Question

How to write radical form in rational form

Answer 1

Answer:

The Rational form of $\sqrt[4]{5^5}$ is  $5^{\frac{5}{4}}$

Step-by-step explanation:

Given : Radical form as $\sqrt[4]{5^5}$

We have to write the given radical form in rational form.

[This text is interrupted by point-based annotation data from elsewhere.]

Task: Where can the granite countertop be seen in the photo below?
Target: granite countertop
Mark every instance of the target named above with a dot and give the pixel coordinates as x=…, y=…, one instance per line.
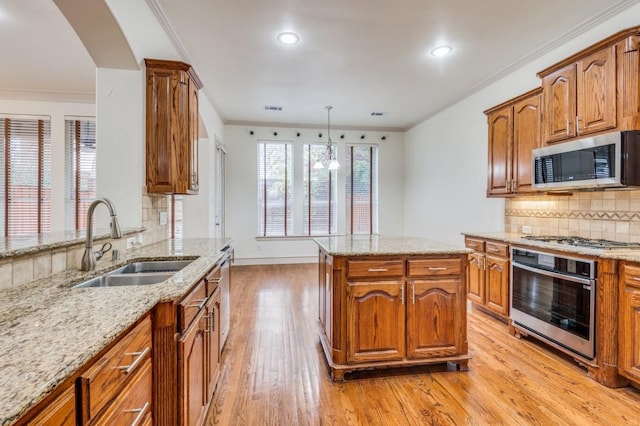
x=21, y=245
x=379, y=245
x=49, y=330
x=517, y=239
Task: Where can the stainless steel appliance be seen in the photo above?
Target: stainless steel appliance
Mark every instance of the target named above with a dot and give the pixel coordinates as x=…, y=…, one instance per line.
x=553, y=298
x=611, y=160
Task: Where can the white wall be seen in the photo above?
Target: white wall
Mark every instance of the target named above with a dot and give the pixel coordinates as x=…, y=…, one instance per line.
x=242, y=187
x=446, y=156
x=57, y=111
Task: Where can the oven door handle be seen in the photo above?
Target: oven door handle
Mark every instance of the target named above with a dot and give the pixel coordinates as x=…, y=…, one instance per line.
x=554, y=274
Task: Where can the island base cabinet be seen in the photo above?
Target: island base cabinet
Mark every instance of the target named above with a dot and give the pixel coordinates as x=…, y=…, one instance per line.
x=375, y=314
x=392, y=311
x=434, y=323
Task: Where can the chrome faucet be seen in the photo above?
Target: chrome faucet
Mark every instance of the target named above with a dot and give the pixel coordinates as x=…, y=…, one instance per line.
x=89, y=257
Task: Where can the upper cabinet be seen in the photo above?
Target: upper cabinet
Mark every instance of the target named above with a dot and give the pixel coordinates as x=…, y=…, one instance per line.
x=514, y=131
x=172, y=127
x=593, y=91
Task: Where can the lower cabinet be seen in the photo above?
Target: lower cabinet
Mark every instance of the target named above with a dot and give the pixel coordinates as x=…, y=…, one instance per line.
x=488, y=283
x=392, y=311
x=629, y=323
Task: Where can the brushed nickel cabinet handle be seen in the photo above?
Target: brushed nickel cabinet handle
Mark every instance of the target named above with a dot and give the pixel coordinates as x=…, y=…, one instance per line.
x=141, y=413
x=139, y=355
x=200, y=303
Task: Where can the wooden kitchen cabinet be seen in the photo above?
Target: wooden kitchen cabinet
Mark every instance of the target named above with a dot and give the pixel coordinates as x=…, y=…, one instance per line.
x=514, y=131
x=376, y=321
x=488, y=278
x=381, y=311
x=171, y=127
x=629, y=323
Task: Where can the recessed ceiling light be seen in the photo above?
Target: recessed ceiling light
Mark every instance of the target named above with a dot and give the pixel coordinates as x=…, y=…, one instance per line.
x=288, y=38
x=441, y=51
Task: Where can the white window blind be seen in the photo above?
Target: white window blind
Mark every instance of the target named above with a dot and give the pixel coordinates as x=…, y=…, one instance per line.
x=26, y=175
x=221, y=158
x=81, y=150
x=275, y=188
x=320, y=207
x=361, y=189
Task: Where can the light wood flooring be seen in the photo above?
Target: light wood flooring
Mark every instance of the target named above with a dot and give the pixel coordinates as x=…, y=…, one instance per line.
x=274, y=372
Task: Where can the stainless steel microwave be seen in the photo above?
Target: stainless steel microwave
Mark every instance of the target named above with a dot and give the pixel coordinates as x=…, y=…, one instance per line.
x=611, y=160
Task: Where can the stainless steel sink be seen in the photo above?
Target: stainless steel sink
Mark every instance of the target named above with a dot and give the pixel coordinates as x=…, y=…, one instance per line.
x=113, y=280
x=137, y=273
x=152, y=266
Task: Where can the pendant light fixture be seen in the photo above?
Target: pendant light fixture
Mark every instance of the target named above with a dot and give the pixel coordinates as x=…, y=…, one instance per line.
x=329, y=155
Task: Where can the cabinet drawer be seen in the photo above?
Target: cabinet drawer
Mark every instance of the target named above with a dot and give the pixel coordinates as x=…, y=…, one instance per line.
x=474, y=244
x=632, y=275
x=498, y=249
x=104, y=380
x=189, y=307
x=375, y=268
x=213, y=280
x=433, y=267
x=133, y=405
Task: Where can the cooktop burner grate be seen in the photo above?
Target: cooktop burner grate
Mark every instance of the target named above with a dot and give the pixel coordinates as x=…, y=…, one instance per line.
x=583, y=242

Consider the given radical form as $\sqrt[4]{5^5}$

We know the rational form of a root form is $\sqrt[n]{x} =x^{\frac{1}{n}}$

Thus, The given expression has n = 4 and x = $5^5$

$\sqrt[4]{5^5}=(5^5)^{\frac{1}{4}}$

Also, Applying exponent rule, we have,

$(x^a)^b=x^ab$

Thus, $5^{\frac{5}{4}}$

Thus, The Rational form of $\sqrt[4]{5^5}$ is  $5^{\frac{5}{4}}$

Answer 2

Answer:
5⁵/⁴

Explanation:
Before we begin, remember the following:
$\sqrt[n]{x}$ = x¹/ⁿ

$\sqrt[n]{x^a}$ = xᵃ/ⁿ

The root form is known as the radical form while the power form is the rational form

Now, for the given:
We want to convert from the radical (root) form to the rational (power) form.
The given is:
4th root of 5⁵

Applying the above rules, we will find that the rational form is:
5⁵/⁴

Hope this helps :)